Over the last few weeks several editorial comments have addressed the in-town interstate link through Portland. Some people would abandon it altogether; others call for more study before changes are made – on-ramps and off-ramps, particularly where the Interstate 295 link intersects Franklin Street, pose safety problems.

The exit from and entrances to Interstate 295 from Franklin Street pose safety problems, but abandoning I-295, “the in-town interstate link through Portland,” is “a nonstarter,” Orlando E. Delogu writes. Derek Davis/Staff Photographer, File

In my view, abandoning this in-town link is a nonstarter.

We’ve already invested tens of millions of dollars; it serves many who live in Portland and work elsewhere or who live elsewhere and work in Portland. I agree expanding on- and off-ramp lanes (where possible) makes sense; synchronizing traffic lights better would also improve safety and traffic flow.

I’d offer two additional steps that would vastly improve the safety and driving experience on this in-town interstate link through our city. First, all traffic using this roadway needs to be slowed down. Current speed limits are too high and consistently exceeded. Too many drivers on this portion of 295 think they are still on an interstate highway. The in-town character of this portion of the road is ignored.

Forty-five miles per hour is a more appropriate speed for an in-town interstate link. And this new speed limit needs to be stringently enforced. The non-enforcement of current speed limits on this roadway is a huge problem. It’s very unsafe. Moreover, it gives rise to a chilling (and off-putting) experience for both visitors to Portland and those who use this roadway on a daily basis. Slowing down vehicles – to the proposed limit – needs to begin well before Tukey’s Bridge for traffic approaching from the north; for traffic coming from the south, it should begin shortly after the Portland exit tollbooths.

Second, through-traffic 18-wheelers should be prohibited on this link through Portland. This can be done by making the prohibition widely known to these commercial vehicle owners and by appropriate signage (by the state and the Maine Turnpike Authority) positioned well before the Portland exit for traffic coming from the south and before the Falmouth cutoff to Interstate 95 for traffic coming from the north.
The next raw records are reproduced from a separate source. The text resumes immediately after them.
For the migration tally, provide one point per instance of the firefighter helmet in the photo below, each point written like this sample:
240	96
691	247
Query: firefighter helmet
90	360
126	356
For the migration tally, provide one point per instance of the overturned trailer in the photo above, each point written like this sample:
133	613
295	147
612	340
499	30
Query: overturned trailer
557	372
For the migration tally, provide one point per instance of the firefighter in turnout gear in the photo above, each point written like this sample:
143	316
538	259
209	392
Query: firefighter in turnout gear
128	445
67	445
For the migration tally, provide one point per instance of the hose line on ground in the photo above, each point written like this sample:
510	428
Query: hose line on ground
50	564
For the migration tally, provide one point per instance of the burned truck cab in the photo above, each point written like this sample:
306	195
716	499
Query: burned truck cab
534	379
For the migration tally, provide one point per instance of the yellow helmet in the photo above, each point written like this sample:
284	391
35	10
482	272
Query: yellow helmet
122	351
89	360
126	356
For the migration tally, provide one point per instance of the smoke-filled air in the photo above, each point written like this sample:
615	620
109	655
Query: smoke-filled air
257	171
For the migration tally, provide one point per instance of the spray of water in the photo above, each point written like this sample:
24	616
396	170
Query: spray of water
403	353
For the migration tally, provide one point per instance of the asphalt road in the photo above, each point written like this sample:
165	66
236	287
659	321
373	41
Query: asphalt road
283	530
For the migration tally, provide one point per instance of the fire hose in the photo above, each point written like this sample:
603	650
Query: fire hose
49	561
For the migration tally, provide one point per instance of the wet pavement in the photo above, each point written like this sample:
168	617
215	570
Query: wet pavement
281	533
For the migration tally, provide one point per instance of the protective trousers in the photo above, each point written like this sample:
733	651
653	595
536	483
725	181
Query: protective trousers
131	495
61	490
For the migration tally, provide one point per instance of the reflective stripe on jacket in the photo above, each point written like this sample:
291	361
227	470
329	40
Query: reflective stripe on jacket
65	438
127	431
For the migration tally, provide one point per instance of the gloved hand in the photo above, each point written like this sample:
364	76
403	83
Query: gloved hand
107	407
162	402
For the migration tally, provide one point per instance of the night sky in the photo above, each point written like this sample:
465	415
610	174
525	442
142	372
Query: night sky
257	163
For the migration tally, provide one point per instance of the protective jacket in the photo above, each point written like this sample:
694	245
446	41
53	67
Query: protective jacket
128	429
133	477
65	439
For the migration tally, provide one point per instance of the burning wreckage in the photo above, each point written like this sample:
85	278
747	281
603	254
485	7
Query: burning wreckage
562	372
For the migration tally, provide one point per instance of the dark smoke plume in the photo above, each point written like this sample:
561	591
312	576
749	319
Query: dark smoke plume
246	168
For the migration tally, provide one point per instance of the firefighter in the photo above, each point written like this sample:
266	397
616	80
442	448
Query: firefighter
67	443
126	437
Eighteen-wheelers originating in Portland or delivering to Portland and coastal towns immediately north of Portland (Falmouth and Yarmouth) would be permitted to use the link, but only at the proposed 45 mph speed limit.

If current state laws and regulations inhibit Portland’s ability to impose these proposed speed and vehicular limits on this section of I-295, Portland should press Augusta to change the law to enable these reasonable traffic-calming changes on this currently dangerous portion of 295 to be made.

In short, draconian steps (closing this roadway) are not needed. Common-sense changes along the lines suggested will enable us to continue to have the benefits of this in-town link without the risks and fears we currently face.